Alongside the drop in hash rate, on-chain data suggests that Bitcoin’s market activity is slowing. The number of active Bitcoin addresses has fallen to 775,000 from 900,000 just days earlier, suggesting that traders may be pulling back or liquidating their positions. Notably, all spot Bitcoin ETFs reported a combined outflow of $572 million over the past two days, further reinforcing the idea that investors may be losing confidence in Bitcoin’s near-term prospects.
A Deeper Look at the Technical Indicators
The technical analysis of Bitcoin’s price action paints an increasingly grim picture. The daily chart reveals the formation of a classic head and shoulders pattern, one of the most well-known bearish formations in trading. This pattern is characterized by three peaks: a higher peak (the head), flanked by two smaller peaks (the shoulders). The neckline, a key support level, is located at $90,952, and a break below this level could signal the start of a more pronounced downtrend.
Further analysis of Bitcoin’s technical indicators reveals troubling signs of bearish divergence. Both the Relative Strength Index (RSI) and the Moving Average Convergence Divergence (MACD) are showing bearish divergence, a signal that Bitcoin’s price is moving in one direction while the momentum indicators move in the opposite direction. Specifically, the MACD histogram has dropped below the zero line, which historically indicates weakening bullish momentum.
The combination of the head and shoulders pattern and the bearish divergence suggests that Bitcoin’s price is at risk of breaking below key support levels. Should the price fall beneath the neckline at $90,952, Bitcoin could see a deeper correction. The first significant support level to watch is the 200-day moving average at $78,285, followed by $73,985, which marks the highest point reached by Bitcoin in March of the previous year.
Market sentiment, as reflected in on-chain metrics, is also aligning with the bearish outlook. With the number of active Bitcoin addresses dwindling, it’s clear that some traders are opting to sell rather than hold, signaling a shift in sentiment. Additionally, the outflows from Bitcoin ETFs suggest that institutional investors may be reducing their exposure to Bitcoin as concerns about a bearish breakout mount.
A Potential Bullish Reversal?
Despite the growing evidence of a potential bearish breakdown, there remains a glimmer of hope for Bitcoin bulls. The weekly chart shows that Bitcoin is forming a bullish pennant pattern, a continuation pattern that often signals a breakout to the upside. As long as Bitcoin remains above the $90,000 mark, this bullish pennant remains intact, providing a potential catalyst for upward price movement.

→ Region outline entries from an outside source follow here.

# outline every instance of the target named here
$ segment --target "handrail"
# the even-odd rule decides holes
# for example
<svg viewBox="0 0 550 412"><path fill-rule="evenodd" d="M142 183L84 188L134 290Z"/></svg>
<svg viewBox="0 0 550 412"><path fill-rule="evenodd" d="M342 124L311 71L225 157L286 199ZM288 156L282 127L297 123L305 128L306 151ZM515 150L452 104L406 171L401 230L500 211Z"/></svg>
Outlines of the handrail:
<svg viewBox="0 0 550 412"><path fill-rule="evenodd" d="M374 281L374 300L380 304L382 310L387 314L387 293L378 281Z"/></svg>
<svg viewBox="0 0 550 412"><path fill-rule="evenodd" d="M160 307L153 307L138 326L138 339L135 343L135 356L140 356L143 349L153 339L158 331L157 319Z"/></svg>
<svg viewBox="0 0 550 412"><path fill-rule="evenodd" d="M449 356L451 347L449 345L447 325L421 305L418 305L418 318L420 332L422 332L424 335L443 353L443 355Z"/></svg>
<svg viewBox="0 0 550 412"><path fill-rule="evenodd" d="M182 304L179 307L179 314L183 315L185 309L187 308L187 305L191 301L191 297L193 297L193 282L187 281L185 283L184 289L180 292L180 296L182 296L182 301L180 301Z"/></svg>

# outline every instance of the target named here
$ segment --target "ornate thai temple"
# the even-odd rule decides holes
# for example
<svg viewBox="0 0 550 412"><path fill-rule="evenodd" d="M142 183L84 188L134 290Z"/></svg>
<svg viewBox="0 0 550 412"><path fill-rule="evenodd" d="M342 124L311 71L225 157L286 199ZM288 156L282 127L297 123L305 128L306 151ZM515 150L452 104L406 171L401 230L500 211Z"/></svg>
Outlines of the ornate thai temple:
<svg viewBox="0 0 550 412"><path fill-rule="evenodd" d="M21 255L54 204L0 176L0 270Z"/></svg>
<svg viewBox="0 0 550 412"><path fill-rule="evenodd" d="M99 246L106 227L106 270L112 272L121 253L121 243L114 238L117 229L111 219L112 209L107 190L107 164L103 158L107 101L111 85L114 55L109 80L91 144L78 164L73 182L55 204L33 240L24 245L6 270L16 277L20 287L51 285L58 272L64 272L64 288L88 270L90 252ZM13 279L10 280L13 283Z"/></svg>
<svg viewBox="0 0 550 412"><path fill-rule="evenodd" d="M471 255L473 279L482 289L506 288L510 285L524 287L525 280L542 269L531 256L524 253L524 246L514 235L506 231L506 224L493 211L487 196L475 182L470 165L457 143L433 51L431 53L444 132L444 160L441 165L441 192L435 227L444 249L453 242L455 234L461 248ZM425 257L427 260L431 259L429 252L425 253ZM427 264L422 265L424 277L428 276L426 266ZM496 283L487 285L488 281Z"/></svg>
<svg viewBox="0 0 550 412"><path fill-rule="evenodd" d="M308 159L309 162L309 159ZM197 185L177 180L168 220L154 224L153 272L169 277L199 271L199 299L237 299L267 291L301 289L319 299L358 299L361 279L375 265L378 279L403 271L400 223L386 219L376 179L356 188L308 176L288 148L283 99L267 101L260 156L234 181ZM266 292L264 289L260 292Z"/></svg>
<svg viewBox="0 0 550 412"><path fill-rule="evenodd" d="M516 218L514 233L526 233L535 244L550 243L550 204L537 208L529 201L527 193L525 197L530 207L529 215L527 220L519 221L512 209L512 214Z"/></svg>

However, for this bullish scenario to play out, Bitcoin must hold above critical support levels, particularly the $90,000 threshold. A decisive break above this level could trigger a surge in buying momentum, leading to a continuation of the upward trend. For now, the $90,000 level remains a crucial point of contention for Bitcoin’s price action.
Bitcoin’s price is currently at a crossroads. The formation of a bearish divergence pattern, combined with a falling hash rate and reduced network activity, suggests that Bitcoin could be at risk of a significant price breakdown. If the $90,000 level fails to hold, further downside could be in store, with support levels at $78,000 and $73,000 potentially coming into play. On the other hand, the formation of a bullish pennant on the weekly chart offers a potential for a price reversal if Bitcoin can maintain its position above key support levels.
As always, market participants should stay vigilant, monitoring both technical indicators and macroeconomic developments to gauge the direction of Bitcoin’s price movement in the coming weeks.